At the Golden Temple, priests keep the original copy of the
Sikh holy book under a shroud. Every morning at 4:30 AM, the priests carry the
holy scriptures from a shrine on the outskirts of the sacred Pool of Nectar to
the temple, where it remains for the day. At the end of the day, around 10:00
PM the priests remove the book from the temple and ceremoniously replace it in
the shrine. These early morning and late night perambulatory ceremonies are
well-attended by Sikh men, women and children. The late-night ceremony was
gorgeous and peaceful; lights twinkled off the sacred pool surrounding the
temple and pilgrims prayed and talked to one another.
(I made a slideshow about the Golden Temple’s public dining
hall and kitchen)
It was wonderful and, personally, I felt a greater sense of
spirituality than I ever have. It was an experience I won’t forget and I was
grateful to have participated. That night, I walked around the neighborhood,
where stores shone with light and men popped corn kernels in enormous woks. Not
a sole even looked curiously at me.
The next day, I had an irksome conversation with my hotel
owner, which made me re-think the gender-based safety issues. First of all,
this guy thought himself quite a charmer and launched several pathetic pick-up
lines. When I mentioned a trip to Srinagar with friends, he invited himself,
saying “Here I have a wife, but there it will be different…” It was absurd. I
asked him, “What exactly does that mean?” and realizing his “flirtations” were
meeting a brick wall, he dropped the subject.

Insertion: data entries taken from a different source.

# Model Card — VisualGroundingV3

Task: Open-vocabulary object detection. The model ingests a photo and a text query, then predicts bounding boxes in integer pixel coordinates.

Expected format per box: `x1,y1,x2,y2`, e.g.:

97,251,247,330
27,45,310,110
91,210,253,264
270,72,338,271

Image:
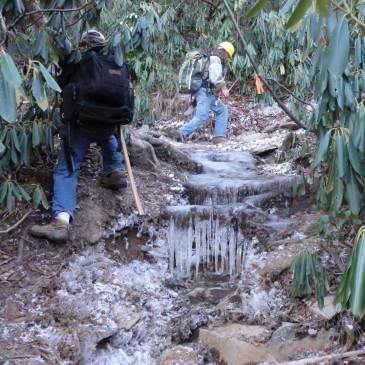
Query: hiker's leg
98,134,125,175
52,128,90,217
211,99,228,137
180,88,214,137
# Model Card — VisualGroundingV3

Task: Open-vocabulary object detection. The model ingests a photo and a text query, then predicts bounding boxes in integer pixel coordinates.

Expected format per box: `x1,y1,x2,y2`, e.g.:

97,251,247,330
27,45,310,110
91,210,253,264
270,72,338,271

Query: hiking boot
168,129,186,142
212,136,228,144
101,170,127,190
28,218,70,243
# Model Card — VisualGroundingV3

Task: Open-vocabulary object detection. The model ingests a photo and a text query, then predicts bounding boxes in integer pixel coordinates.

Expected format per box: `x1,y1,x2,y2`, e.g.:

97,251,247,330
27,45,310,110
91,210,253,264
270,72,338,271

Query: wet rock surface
0,97,358,365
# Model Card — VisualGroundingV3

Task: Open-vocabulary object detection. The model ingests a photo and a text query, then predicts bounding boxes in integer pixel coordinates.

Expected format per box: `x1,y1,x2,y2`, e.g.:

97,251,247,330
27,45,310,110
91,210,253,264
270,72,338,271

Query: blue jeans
52,130,124,218
180,87,228,137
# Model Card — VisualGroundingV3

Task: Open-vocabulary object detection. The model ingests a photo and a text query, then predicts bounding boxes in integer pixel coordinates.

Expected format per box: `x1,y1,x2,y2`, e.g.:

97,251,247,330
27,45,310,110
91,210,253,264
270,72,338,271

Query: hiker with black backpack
29,30,134,243
170,42,234,144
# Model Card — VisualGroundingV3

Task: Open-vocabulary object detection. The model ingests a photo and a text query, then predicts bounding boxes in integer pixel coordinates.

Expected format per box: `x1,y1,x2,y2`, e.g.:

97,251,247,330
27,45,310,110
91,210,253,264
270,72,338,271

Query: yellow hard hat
218,42,234,58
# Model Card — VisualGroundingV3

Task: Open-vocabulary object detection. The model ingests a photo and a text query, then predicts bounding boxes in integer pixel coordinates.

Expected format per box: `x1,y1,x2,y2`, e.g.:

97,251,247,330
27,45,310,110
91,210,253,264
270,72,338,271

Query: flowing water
165,145,298,278
0,144,308,365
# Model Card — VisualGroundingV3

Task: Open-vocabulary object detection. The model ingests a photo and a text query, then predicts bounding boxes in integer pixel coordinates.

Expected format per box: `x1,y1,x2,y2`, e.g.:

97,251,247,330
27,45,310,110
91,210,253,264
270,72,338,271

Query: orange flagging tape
256,74,264,94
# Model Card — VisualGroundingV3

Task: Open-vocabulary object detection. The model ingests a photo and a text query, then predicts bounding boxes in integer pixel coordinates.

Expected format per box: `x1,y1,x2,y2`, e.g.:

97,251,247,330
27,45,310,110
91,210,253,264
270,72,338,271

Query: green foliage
314,210,361,247
334,226,365,319
0,180,49,213
291,249,329,309
312,127,365,215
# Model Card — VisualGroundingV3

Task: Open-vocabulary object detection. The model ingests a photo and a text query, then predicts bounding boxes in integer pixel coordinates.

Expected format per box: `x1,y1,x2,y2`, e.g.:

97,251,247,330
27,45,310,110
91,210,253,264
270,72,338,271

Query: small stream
165,145,298,278
63,144,304,365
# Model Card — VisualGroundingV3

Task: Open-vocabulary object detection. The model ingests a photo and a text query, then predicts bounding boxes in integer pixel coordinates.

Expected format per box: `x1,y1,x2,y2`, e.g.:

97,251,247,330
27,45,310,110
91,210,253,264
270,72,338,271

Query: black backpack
61,51,134,131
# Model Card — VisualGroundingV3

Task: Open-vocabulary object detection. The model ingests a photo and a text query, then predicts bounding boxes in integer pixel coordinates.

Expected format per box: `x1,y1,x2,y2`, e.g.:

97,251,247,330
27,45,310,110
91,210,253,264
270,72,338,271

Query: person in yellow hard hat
172,42,235,144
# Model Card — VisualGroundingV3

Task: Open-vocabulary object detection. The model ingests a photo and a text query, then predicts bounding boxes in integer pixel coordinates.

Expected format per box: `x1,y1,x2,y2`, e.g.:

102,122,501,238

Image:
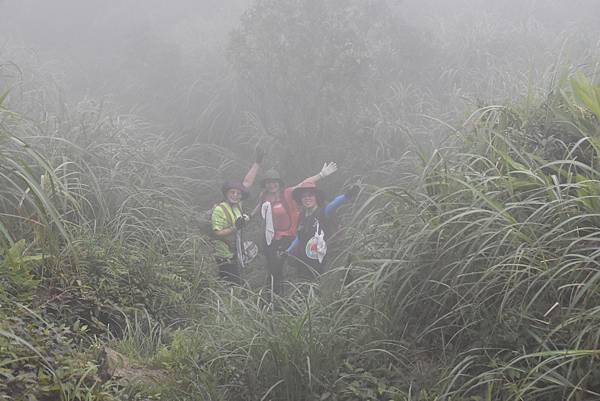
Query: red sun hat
292,181,325,206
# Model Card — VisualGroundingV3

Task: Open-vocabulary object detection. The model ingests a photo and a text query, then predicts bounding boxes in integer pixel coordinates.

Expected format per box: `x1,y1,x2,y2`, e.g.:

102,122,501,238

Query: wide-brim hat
221,181,250,200
292,181,325,206
260,169,284,188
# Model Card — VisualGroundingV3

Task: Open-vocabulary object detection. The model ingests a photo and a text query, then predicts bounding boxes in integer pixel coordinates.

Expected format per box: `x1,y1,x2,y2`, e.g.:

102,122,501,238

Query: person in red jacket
257,163,337,295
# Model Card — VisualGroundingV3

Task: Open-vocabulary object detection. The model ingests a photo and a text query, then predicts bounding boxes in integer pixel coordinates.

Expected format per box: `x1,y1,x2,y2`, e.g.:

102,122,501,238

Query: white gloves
319,162,337,178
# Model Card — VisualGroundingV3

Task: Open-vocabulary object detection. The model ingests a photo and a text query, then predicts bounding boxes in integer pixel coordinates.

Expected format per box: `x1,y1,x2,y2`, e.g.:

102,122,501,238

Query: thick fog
0,0,600,183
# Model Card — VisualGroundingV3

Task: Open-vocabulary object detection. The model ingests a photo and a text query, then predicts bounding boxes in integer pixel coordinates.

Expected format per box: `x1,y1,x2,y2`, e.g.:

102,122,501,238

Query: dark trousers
264,237,293,295
216,258,242,285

Then he said women shouldn’t attend the early morning
ceremony because it wasn’t safe to walk to the temple at that hour. Women shouldn’t
even bother to have their drivers drop them at the front because it’s a hassle
for the driver to find a spot to wait, he said. He went on and on about how
“safety” precluded women from going to the temple at this time.
I began to wonder, at what point do “safety issues” change
from concern for women’s well-being into a handy excuse to exclude them from a male society? The more I thought about it, the angrier I felt. Women are frequently
prevented from participating in events and the economy in this male-dominated
society because of “safety reasons.” Yes, men are aggressive in Delhi and it’s dangerous for women. But I think it’s evolved into a convenient way to
prevent women from attaining certain equalities. If safety is such a concern,
why does no one bat an eyelash at the women who ride bareheaded and sidesaddle
on the back of motorcycles through the Delhi traffic while the male drivers
wear helmets? Why is female infanticide such a problem?
It’s a slippery slope when it comes to sheltering women from
evil intentions. What begins as well-intentioned protection quickly becomes a
severe exclusion from society. First we are discouraged from walking out at
night, then from a temple ceremony, then from showing one’s face to anyone
except one’s husband. Quickly, we are choked in yards of cloth covering every
part of our bodies and closeted inside, unable to leave home.
Yes, it is a dangerous world, but it’s also a convenient
excuse for an exclusionary agenda. Unfortunately, the danger is perpetuated by
traditions that dictate that a woman’s independence is morally wrong. As a
sobering example, one of the reasons given for why that young female journalist
was targeted was that she dared to drive a car late at night by herself.